# Does the sponsor need to upload a signed Form 40SP



## Tibs (Nov 6, 2017)

Hi mates,

I just have one question.

My partner who is going to sponsor me a subclass 820 visa has already submitted the application Sponsorship for a partner to migrant to Australia. But I just see in my application there is also one place for him to upload Form 40SP Sponsorship for a partner to migrate to Australia, so I am puzzled, does it mean we still need to do that again?

Thank you very much for your always kind help


----------



## Ramah (Apr 25, 2017)

Tibs said:


> Hi mates,
> 
> I just have one question.
> 
> ...


I assume you applied online.

If your partner has completed an online application for sponsorship then there's no need to upload a paper copy


----------



## Tibs (Nov 6, 2017)

Ramah said:


> I assume you applied online.
> 
> If your partner has completed an online application for sponsorship then there's no need to upload a paper copy


Thank you for your lovely reply!


----------



## Ramah (Apr 25, 2017)

Tibs said:


> Thank you for your lovely reply!


You're welcome!

Best of luck with your application


----------



## Skybluebrewer (Jan 15, 2016)

The website under that visa explains it:

https://www.border.gov.au/Trav/Visa-1/801-#tab-content-1


----------



## ampk (Sep 21, 2013)

If our resident RMA CCMS is correct in the rumors, Form 40SP is now obsolete.


----------



## Ramah (Apr 25, 2017)

ampk said:


> If our resident RMA CCMS is correct in the rumors, Form 40SP is now obsolete.

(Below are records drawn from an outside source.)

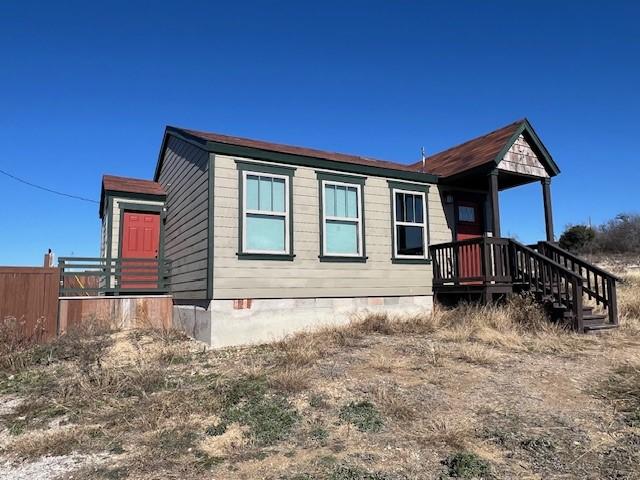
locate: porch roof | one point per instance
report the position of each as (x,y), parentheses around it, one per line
(131,186)
(485,152)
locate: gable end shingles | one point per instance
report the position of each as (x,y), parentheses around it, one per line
(184,174)
(521,158)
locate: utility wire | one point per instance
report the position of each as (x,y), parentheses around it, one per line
(76,197)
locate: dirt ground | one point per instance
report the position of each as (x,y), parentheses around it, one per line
(468,393)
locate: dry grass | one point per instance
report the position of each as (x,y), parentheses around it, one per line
(385,396)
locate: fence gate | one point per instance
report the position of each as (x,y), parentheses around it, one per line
(29,297)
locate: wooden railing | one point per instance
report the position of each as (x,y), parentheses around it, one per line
(84,276)
(482,259)
(549,280)
(598,284)
(488,261)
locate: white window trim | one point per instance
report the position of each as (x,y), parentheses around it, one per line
(284,214)
(396,223)
(357,220)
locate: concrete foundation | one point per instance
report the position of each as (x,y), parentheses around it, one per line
(249,321)
(131,311)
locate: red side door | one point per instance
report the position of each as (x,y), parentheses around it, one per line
(140,241)
(469,225)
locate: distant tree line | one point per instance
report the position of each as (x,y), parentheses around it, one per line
(619,235)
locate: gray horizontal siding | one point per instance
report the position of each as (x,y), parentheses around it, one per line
(306,276)
(184,175)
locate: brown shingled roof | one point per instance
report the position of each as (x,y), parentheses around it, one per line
(129,185)
(473,153)
(293,150)
(132,185)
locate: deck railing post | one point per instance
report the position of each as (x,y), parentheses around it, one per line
(486,260)
(578,319)
(612,308)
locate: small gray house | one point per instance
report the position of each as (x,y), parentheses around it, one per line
(255,240)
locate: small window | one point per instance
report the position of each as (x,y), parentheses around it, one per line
(342,219)
(265,213)
(466,214)
(409,224)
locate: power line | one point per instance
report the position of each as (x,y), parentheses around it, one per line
(76,197)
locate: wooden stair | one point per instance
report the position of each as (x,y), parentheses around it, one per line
(566,284)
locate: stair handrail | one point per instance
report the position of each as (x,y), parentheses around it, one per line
(608,296)
(552,279)
(579,260)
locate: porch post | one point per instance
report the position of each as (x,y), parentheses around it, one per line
(495,205)
(548,213)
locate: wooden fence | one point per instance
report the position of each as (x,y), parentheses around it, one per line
(29,297)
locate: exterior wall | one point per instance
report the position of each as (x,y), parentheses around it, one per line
(184,176)
(306,276)
(138,311)
(521,158)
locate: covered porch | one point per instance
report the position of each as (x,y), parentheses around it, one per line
(479,263)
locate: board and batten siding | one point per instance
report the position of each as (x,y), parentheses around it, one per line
(184,175)
(306,276)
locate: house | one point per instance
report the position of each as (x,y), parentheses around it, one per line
(255,240)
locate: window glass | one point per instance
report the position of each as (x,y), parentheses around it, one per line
(278,195)
(352,202)
(409,224)
(342,237)
(252,188)
(266,218)
(265,194)
(410,240)
(341,201)
(341,220)
(265,233)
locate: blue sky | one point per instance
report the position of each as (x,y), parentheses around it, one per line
(87,88)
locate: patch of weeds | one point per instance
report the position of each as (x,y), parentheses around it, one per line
(106,473)
(317,401)
(538,445)
(117,449)
(270,417)
(26,381)
(347,472)
(633,418)
(467,465)
(319,434)
(216,430)
(175,441)
(17,428)
(207,462)
(363,415)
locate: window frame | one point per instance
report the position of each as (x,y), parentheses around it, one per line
(423,192)
(246,169)
(326,178)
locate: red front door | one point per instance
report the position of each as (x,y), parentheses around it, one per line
(469,225)
(140,241)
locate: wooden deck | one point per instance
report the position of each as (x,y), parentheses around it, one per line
(487,268)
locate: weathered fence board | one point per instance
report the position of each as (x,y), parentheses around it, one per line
(29,297)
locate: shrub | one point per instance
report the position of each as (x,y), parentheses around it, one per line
(619,235)
(467,465)
(577,237)
(363,415)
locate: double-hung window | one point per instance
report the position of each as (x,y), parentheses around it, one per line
(410,232)
(265,222)
(342,217)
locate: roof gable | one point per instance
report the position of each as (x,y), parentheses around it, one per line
(127,185)
(487,151)
(225,144)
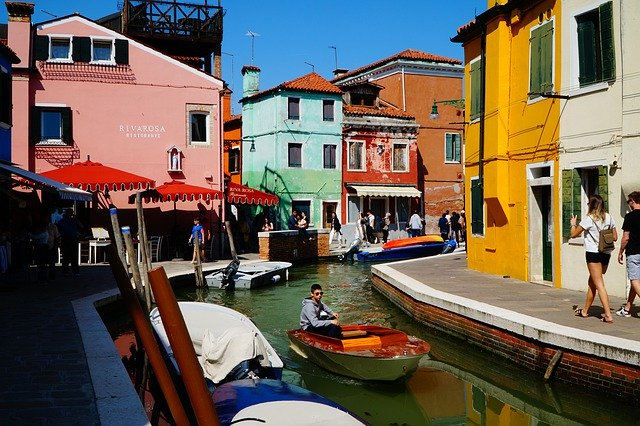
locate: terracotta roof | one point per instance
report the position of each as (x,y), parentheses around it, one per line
(311,82)
(409,54)
(358,110)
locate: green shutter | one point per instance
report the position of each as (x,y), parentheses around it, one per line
(122,51)
(603,185)
(606,41)
(534,66)
(477,207)
(475,77)
(41,48)
(67,134)
(81,49)
(35,131)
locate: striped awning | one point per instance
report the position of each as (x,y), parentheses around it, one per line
(386,191)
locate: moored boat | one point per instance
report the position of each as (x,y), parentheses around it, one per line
(365,352)
(248,276)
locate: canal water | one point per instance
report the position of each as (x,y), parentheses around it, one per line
(456,384)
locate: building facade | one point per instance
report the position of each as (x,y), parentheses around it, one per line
(411,81)
(292,138)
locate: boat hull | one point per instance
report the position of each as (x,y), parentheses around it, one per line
(403,253)
(252,276)
(387,363)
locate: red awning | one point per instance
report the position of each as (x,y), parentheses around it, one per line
(180,191)
(94,176)
(239,194)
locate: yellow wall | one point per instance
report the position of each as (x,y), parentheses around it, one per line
(517,133)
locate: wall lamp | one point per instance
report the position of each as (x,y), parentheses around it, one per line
(458,103)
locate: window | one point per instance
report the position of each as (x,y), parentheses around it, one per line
(475,76)
(295,155)
(102,51)
(577,186)
(356,155)
(51,126)
(596,53)
(541,66)
(400,157)
(199,127)
(477,207)
(60,49)
(329,156)
(234,160)
(452,148)
(294,109)
(327,110)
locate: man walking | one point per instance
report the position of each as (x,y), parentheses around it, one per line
(630,246)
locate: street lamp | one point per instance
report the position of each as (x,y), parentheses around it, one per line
(458,103)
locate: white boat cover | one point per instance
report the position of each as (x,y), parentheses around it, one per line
(221,353)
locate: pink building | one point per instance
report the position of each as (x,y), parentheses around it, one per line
(84,90)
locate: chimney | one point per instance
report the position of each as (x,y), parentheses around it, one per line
(250,80)
(19,30)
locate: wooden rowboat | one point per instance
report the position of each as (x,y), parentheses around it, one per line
(404,242)
(365,352)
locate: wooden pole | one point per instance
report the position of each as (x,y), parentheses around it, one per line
(143,329)
(185,354)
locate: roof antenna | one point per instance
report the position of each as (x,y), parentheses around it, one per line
(253,38)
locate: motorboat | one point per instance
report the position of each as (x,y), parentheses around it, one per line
(274,402)
(228,344)
(248,276)
(365,352)
(379,254)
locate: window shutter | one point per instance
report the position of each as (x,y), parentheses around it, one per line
(122,51)
(534,66)
(81,49)
(477,211)
(586,51)
(606,41)
(603,185)
(67,133)
(41,48)
(474,76)
(34,127)
(546,58)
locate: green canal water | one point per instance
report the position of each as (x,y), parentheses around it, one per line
(456,384)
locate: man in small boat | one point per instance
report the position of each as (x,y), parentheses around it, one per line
(316,317)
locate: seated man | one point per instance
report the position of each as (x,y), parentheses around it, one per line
(316,317)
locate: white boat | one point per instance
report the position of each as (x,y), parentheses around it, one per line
(248,276)
(228,344)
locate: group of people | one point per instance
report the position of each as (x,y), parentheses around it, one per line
(452,226)
(591,227)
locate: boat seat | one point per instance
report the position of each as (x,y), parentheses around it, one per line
(362,343)
(353,333)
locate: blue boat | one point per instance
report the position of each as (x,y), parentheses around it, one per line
(403,253)
(274,402)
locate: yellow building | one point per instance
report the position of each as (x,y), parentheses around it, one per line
(512,56)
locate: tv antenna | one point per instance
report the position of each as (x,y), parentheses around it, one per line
(335,54)
(253,38)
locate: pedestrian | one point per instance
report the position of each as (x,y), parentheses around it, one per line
(630,247)
(590,226)
(443,226)
(69,229)
(336,229)
(386,224)
(414,227)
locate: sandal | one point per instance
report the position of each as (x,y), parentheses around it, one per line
(578,313)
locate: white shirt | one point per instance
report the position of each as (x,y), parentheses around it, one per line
(592,231)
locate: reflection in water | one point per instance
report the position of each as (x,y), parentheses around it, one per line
(455,384)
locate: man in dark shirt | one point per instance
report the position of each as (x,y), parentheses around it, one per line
(630,246)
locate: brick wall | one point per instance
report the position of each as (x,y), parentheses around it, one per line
(599,374)
(288,246)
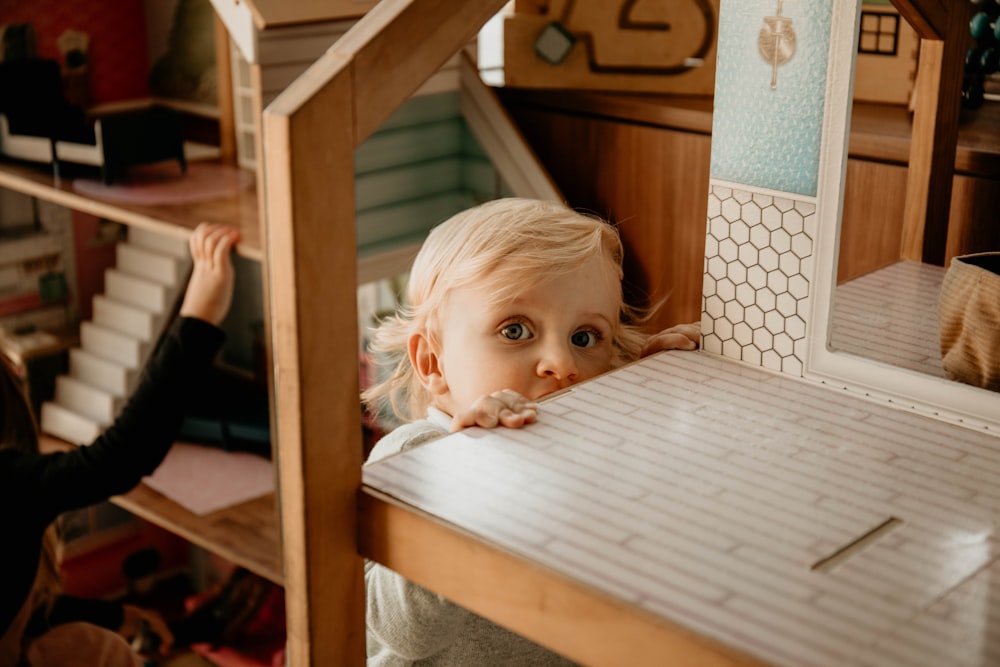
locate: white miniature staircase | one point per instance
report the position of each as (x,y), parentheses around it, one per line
(139,297)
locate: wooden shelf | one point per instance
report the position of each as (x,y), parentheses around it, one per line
(246,534)
(239,209)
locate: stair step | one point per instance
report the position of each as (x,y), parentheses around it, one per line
(135,291)
(90,402)
(102,373)
(68,425)
(124,317)
(150,264)
(162,243)
(112,345)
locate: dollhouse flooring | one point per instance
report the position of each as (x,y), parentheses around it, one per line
(796,523)
(164,184)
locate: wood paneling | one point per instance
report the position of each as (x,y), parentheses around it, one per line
(651,181)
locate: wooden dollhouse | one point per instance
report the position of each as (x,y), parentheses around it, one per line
(716,568)
(685,556)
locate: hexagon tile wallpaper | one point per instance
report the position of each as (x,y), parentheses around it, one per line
(758,259)
(762,221)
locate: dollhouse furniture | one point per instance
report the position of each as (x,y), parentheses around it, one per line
(37,123)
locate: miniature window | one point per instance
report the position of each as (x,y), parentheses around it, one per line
(879,33)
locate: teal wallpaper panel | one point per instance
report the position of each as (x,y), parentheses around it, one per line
(766,136)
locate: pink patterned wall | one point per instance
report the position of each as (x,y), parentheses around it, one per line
(119,63)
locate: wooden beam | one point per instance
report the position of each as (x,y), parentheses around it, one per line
(934,142)
(928,17)
(399,44)
(224,78)
(311,263)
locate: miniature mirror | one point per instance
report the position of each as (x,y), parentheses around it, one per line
(880,309)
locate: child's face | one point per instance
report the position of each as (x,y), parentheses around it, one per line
(554,334)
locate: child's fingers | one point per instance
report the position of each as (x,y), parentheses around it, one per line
(502,408)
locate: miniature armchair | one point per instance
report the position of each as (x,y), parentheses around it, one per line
(38,124)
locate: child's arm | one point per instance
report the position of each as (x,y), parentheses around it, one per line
(679,337)
(210,289)
(501,408)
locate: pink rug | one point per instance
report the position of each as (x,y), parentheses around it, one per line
(163,183)
(205,479)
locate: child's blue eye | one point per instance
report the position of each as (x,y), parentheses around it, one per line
(584,338)
(515,331)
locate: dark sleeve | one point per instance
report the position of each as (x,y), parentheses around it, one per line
(70,609)
(142,434)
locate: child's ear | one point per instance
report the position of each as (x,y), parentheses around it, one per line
(426,363)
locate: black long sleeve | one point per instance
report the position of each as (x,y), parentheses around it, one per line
(36,488)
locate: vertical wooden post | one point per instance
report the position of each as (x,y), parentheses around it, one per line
(935,137)
(224,80)
(312,268)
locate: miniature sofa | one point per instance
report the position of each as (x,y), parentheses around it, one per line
(38,124)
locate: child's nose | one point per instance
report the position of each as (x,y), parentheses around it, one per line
(558,361)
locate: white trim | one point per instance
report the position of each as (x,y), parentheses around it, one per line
(951,401)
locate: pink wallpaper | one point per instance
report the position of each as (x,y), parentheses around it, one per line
(119,63)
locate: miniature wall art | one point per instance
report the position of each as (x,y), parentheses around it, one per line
(769,105)
(637,45)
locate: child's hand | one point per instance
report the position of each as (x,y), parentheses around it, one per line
(132,625)
(501,408)
(679,337)
(210,290)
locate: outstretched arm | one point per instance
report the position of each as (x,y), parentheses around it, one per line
(679,337)
(210,289)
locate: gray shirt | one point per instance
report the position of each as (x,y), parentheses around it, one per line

Really?? Paper applications still exist though, don't they??

Or has the sponsor assessment before application been implemented now??


----------



## Skybluebrewer (Jan 15, 2016)

The website very clearly states instructions for online applications to have sponsors apply online and paper applications use the paper form. Wgat ampk if referencing is the word that they are trying to make it so you don't use the paper form for online apps. There was a thread recently somewhere mentioning it.


----------



## ampk (Sep 21, 2013)

Yes CCMS suggested that unconfirmed report/s among other things as of today - form 40 SP is obsolete and no more paper applications for Partner Visas.


----------



## ampk (Sep 21, 2013)

http://www.australiaforum.com/visas-immigration/252010-17-november-changes.html


----------



## Skybluebrewer (Jan 15, 2016)

It must be very annoying dealing with paper apps these days when the online system can be so much more efficient.


----------



## Ramah (Apr 25, 2017)

Thanks for that both, good to know 

In this day and age where most people have access to the internet, I'm not sure why some still use paper applications when the online application is an option for them.

It'll be interesting to see what changes do come into affect.


----------



## tijanaoc (Mar 13, 2017)

No more paper apps

http://www.australiaforum.com/visas-immigration/252954-partner-visa-changes-18-november-2017-a.html


----------



## al_ghazal (Nov 19, 2016)

Skybluebrewer said:


> It must be very annoying dealing with paper apps these days when the online system can be so much more efficient.


You're being far too optimistic about how efficient the systems actually are ??


----------



## Ramah (Apr 25, 2017)

al_ghazal said:


> Skybluebrewer said:
> 
> 
> > It must be very annoying dealing with paper apps these days when the online system can be so much more efficient.
> ...


You don't think so?

I don't think Sky is saying it's the best system in the world but I agree that it's so much more efficient than paper applications.


----------